Graphical displays of data and descriptive statistics | 3 | v2

ABSTRACT

Examples of discrete, continuous, categorical, and ordinal variables are given, and the distinction between a sample and a population is made. A variety of graphical methods for the display of data are shown, including histograms, scaled to unit area, and cumulative frequency polygons for continuous data. Numerical summaries of data are given including the mean and median for location and standard deviation and inter-quartile range for spread. Box-plots and their potential for higlighting outlying values are introduced. The calculation of the mean and standard deviation from grouped data is also covered, and is related to the concept of expectation using probability density functions which are defined in Chapter 5. Another interpretation of the mean is discussed as the x-coordinate of the center of gravity of the histogram.
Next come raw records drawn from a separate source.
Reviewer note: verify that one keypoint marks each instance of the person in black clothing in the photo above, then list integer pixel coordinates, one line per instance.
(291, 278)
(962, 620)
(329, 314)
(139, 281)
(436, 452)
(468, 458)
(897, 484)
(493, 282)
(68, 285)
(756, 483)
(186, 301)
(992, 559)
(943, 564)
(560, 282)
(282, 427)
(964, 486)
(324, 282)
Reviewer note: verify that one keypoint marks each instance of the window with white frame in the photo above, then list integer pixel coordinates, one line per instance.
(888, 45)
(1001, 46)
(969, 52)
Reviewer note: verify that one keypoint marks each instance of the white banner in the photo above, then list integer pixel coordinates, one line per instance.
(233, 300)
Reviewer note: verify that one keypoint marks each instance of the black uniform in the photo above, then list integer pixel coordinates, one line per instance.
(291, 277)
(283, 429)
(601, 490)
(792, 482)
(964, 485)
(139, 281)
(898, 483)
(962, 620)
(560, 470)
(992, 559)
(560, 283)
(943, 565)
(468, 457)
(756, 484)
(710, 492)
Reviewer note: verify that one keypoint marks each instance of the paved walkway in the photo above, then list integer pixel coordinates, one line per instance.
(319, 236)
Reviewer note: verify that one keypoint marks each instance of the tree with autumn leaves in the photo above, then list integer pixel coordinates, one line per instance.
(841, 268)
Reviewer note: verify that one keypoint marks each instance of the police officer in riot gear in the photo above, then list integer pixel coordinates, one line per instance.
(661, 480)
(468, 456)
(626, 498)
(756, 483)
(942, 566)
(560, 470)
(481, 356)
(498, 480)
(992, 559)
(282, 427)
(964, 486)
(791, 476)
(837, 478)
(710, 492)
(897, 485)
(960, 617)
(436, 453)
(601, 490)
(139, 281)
The shapes of distributions, including the measures of skewness and kurtosis, are introduced through examples. The chapter ends with examples of displays for bivariate and multivariate data: the scatter plot; the three dimensional histogram; and the parallel coordinate plot. Software functions for graphics are used throughout the chapter, and statistics are calculated using both their definitions as formulae in terms of the data and inbuilt software functions. The experiment E3 Robot Rabbit is relevant to the material in this chapter, and also introduces the concept of sampling distributions. The chapter ends with: a summary of: notation used; the main results, MATLAB and R syntax; and exercises.